Renew certificate ssl zimbra

i write all this commands to renew zimbra ssl certificate :

su - zimbra -c "zmcontrol stop"

/root/letsencrypt/letsencrypt-auto certonly --standalone --renew-by-default mydomain

cp /etc/letsencrypt/live/ /opt/zimbra/ssl/letsencrypt/

cp /etc/letsencrypt/live/ /opt/zimbra/ssl/letsencrypt/

cp /opt/zimbra/ssl/letsencrypt/privkey.pem /opt/zimbra/ssl/zimbra/commercial/commercial.key

chown zimbra:zimbra /opt/zimbra/ssl/letsencrypt/*

su - zimbra -c "cd /opt/zimbra/ssl/letsencrypt/; /opt/zimbra/bin/zmcertmgr deploycrt comm cert.pem combined.pem"

su - zimbra -c "zmcontrol start"

when writing su - zimbra -c "cd /opt/zimbra/ssl/letsencrypt/; /opt/zimbra/bin/zmcertmgr deploycrt comm cert.pem combined.pem"
this error show appear :

** Verifying 'combined.pem' against 'cert.pem'
unable to load Private Key
139875742791344:error:0906D06C:PEM routines:PEM_read_bio:no start line:pem_lib.c:707:Expecting: ANY PRIVATE KEY
ERROR: Certificate 'combined.pem' and private key 'cert.pem' do not match.
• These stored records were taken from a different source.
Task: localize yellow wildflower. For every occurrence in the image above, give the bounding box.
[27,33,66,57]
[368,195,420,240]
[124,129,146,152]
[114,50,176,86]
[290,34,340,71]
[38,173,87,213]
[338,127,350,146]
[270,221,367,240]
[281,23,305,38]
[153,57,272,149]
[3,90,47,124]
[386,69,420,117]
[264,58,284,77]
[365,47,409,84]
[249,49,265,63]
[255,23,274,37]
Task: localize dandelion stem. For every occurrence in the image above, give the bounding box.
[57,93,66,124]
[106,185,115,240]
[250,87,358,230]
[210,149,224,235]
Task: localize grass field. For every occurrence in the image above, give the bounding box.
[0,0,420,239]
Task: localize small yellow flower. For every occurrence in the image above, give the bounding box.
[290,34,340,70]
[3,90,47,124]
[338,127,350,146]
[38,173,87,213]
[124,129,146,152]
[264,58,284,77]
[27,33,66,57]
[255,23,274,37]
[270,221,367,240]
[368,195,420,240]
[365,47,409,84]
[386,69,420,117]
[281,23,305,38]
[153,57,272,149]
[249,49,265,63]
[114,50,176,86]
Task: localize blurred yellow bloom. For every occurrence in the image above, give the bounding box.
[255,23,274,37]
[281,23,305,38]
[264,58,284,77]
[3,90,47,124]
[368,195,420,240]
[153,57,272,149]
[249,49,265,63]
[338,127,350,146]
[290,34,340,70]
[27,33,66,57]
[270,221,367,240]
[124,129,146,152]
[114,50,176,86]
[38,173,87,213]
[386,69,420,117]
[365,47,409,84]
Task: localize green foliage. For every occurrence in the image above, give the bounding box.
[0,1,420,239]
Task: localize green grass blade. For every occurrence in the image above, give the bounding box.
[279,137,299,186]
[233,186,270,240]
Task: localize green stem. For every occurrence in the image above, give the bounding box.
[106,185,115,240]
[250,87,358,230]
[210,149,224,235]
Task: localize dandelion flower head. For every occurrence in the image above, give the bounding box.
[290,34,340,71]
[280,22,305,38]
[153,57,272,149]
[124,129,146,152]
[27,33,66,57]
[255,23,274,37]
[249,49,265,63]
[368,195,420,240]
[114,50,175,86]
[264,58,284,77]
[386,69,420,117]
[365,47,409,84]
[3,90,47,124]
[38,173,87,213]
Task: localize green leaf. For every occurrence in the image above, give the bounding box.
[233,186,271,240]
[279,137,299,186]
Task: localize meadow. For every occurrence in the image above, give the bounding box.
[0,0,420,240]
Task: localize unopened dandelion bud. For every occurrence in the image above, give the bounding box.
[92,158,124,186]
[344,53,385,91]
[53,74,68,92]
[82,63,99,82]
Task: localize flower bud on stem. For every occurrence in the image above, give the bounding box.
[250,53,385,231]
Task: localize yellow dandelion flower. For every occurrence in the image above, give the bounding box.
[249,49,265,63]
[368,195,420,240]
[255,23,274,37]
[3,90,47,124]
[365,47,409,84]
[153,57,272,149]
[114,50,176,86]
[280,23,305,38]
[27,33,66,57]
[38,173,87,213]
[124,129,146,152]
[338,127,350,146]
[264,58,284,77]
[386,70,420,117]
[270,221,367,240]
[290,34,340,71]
Where does "combined.pem" come from? It's probably build/hardcoded with the previously used intermediate cert which isn't used any longer.

Unfortunately, the Zimbra devs don't have a very good grasp on the workings of the Public Key Infrastructure and have managed to have their things done quite incorrectly.

A partial solution to your problem; rebuild combined.pem with the correct intermediate (chain.pem of fullchain.pem from the letsencrypt directory, just like the cert.pem already used).

A full solution: contact the Zimbra developers and tell them they shouldn't hardcode the intermediate cert and that they shouldn't put the root certificate into the chain.


This topic was automatically closed 30 days after the last reply. New replies are no longer allowed.